Church History labels a group of Christians as The Desert Fathers. These guys were the early monks, leaving material comfort to go be with God in the desert.
Certainly monks went too far in many cases, and also seem to miss the point: by completely abstaining from material things, they made material things the measure.
At the same time, they knew material things were a hindrance to true worship of God. You cannot serve God and mammon. They knew this. Did they end up worshipping God truly? I guess that’s for God to decide.
These guys seem even more foreign and ridiculous to modern Christians because we are so comfortable with material things. “What’s the big deal? Everyone has this stuff.” But that’s exactly why they went to the desert!
Here are a few quotes from Richard Foster’s book Freedom of Simplicity about them:
“The Desert Fathers renounced things in order to know what it meant to have the single eye of simplicity toward God.
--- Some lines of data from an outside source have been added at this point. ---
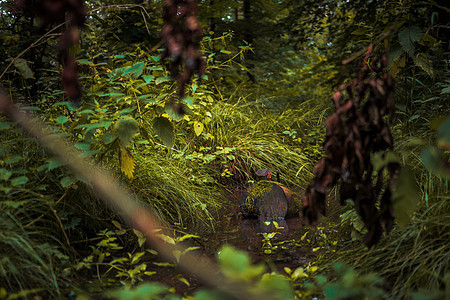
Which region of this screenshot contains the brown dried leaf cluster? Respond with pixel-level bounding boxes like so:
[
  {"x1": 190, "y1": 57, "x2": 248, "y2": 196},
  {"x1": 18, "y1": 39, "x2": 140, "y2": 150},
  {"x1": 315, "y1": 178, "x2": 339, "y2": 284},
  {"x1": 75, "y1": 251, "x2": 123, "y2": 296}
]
[
  {"x1": 303, "y1": 57, "x2": 400, "y2": 246},
  {"x1": 161, "y1": 0, "x2": 206, "y2": 102},
  {"x1": 16, "y1": 0, "x2": 86, "y2": 104}
]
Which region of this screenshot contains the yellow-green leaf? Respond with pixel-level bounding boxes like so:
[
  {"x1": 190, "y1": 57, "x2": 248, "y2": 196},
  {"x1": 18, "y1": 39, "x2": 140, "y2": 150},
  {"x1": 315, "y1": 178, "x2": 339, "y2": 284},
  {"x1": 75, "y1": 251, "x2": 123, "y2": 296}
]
[{"x1": 194, "y1": 121, "x2": 204, "y2": 136}]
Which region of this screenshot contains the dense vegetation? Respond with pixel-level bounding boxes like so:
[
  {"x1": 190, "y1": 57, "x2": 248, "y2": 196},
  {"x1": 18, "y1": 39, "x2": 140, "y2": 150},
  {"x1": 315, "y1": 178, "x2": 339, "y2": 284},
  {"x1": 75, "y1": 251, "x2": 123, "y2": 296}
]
[{"x1": 0, "y1": 0, "x2": 450, "y2": 299}]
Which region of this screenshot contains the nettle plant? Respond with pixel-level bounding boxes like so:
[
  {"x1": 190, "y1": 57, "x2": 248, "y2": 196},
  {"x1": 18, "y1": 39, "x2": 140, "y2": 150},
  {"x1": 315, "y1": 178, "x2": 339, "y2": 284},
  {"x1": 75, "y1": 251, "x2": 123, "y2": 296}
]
[{"x1": 49, "y1": 34, "x2": 251, "y2": 179}]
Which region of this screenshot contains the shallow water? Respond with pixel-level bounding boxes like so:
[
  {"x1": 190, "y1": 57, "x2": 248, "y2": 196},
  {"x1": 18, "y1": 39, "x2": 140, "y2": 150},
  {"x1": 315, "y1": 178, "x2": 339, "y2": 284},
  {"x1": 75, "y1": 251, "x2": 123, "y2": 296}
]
[{"x1": 203, "y1": 194, "x2": 315, "y2": 271}]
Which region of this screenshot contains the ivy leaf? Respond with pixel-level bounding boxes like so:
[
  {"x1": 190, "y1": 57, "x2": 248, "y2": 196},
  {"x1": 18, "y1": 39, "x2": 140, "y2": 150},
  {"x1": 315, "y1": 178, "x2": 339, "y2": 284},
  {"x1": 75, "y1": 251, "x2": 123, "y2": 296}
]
[
  {"x1": 14, "y1": 58, "x2": 34, "y2": 79},
  {"x1": 398, "y1": 26, "x2": 422, "y2": 55},
  {"x1": 120, "y1": 149, "x2": 136, "y2": 179},
  {"x1": 153, "y1": 117, "x2": 174, "y2": 148},
  {"x1": 194, "y1": 121, "x2": 204, "y2": 136},
  {"x1": 392, "y1": 167, "x2": 420, "y2": 228},
  {"x1": 114, "y1": 117, "x2": 139, "y2": 147}
]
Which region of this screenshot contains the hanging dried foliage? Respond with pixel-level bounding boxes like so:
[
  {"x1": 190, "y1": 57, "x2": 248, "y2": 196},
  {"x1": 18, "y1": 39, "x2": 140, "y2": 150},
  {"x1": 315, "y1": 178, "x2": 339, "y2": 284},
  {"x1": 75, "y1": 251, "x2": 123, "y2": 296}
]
[
  {"x1": 16, "y1": 0, "x2": 86, "y2": 104},
  {"x1": 161, "y1": 0, "x2": 206, "y2": 113},
  {"x1": 303, "y1": 57, "x2": 400, "y2": 246}
]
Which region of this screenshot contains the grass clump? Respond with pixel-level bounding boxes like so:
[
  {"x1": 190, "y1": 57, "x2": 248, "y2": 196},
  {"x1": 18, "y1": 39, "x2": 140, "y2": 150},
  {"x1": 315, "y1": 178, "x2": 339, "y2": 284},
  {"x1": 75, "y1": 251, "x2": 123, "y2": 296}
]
[{"x1": 337, "y1": 196, "x2": 450, "y2": 299}]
They were the Athletae Dei, the athletes of God, who sought to strip away all hindrances. There is no question that there were excesses in the monasticism of the Desert Fathers, but no more so than the excesses evidenced in the Church of today in the opposite direction.”
Point being: They went as far into simplicity as we are into excess. Which one is better? Probably both wrong, but one at least was attempting to deal with it. We are told in Hebrews 12 to run with patience the race set before us, this is done by laying aside every weight and sin that besets us. Every weight is probably material stuff/mammon.
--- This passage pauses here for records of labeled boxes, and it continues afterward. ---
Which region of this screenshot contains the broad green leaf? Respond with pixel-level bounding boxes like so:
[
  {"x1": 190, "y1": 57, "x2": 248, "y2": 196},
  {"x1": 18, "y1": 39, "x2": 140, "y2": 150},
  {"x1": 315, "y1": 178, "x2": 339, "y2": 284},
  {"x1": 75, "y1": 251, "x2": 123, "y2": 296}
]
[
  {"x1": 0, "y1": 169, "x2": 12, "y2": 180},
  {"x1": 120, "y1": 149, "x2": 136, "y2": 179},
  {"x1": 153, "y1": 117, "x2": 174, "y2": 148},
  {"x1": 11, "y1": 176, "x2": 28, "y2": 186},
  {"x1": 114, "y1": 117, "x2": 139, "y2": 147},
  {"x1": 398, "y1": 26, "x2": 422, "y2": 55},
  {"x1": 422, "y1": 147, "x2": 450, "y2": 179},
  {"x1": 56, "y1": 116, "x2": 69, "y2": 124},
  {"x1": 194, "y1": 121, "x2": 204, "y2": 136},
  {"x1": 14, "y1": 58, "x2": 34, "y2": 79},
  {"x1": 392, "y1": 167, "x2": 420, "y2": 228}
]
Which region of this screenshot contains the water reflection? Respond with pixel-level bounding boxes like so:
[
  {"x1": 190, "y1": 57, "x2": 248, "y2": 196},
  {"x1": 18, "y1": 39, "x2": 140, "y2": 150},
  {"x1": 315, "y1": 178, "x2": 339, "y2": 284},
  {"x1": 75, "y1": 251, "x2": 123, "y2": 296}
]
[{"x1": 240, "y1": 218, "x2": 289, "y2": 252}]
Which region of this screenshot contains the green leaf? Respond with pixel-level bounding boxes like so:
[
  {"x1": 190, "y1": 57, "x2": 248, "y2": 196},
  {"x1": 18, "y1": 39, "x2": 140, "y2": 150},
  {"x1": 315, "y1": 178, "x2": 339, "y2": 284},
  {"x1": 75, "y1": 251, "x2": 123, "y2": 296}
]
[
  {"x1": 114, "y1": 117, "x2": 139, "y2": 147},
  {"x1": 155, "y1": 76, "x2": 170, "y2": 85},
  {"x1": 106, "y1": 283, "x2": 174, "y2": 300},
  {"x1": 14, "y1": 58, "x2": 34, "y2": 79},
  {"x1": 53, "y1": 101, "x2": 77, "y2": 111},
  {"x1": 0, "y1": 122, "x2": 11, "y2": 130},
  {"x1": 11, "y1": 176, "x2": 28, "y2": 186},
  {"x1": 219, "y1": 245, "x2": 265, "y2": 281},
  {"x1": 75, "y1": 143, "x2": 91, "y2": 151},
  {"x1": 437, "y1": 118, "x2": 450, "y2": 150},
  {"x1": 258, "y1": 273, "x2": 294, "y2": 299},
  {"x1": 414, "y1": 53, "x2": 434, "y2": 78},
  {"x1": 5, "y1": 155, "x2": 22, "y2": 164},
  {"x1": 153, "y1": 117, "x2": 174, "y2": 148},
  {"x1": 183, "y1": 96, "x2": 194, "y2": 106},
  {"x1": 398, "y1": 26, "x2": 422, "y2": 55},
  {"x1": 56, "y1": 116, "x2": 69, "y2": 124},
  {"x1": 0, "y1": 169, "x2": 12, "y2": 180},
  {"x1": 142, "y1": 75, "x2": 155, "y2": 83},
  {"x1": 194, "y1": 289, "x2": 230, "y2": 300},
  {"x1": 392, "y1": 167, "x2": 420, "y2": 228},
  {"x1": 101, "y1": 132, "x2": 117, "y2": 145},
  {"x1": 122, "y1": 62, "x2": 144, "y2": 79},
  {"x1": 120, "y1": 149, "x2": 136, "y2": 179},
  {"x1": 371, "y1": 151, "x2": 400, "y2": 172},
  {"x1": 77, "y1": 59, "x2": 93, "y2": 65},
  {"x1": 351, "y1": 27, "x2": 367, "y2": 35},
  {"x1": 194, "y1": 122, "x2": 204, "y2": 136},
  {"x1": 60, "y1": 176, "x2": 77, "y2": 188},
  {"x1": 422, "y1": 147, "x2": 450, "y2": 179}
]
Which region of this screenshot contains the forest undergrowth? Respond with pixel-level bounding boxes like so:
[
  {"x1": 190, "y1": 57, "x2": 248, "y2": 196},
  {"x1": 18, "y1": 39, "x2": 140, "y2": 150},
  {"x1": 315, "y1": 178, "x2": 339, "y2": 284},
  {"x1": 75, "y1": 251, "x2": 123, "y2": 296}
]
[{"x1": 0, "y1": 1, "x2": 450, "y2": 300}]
“Detachment frees us from the control of others. No longer can we be manipulated by people who hold our livelihoods in their hands. Things do not entice our imagination; people do not dominate our destinies.”
I believe this is true. This is especially true in terms of debt. Proverbs says that who we are indebted to, we are slaves to. Whether actually financially in debt, or in debt because of our lustful cravings for more stuff, both enslave us.
The fact that monks went too far and whatever spiritual gain they made seems mostly achieved for their own benefit not anyone else’s, doesn’t mean they didn’t have a point.
Hebrews 12:1 is in the Bible. We have made too much peace with the world, and because of that are carrying around way too many worldly concerns that are impeding our progress in Christlikeness.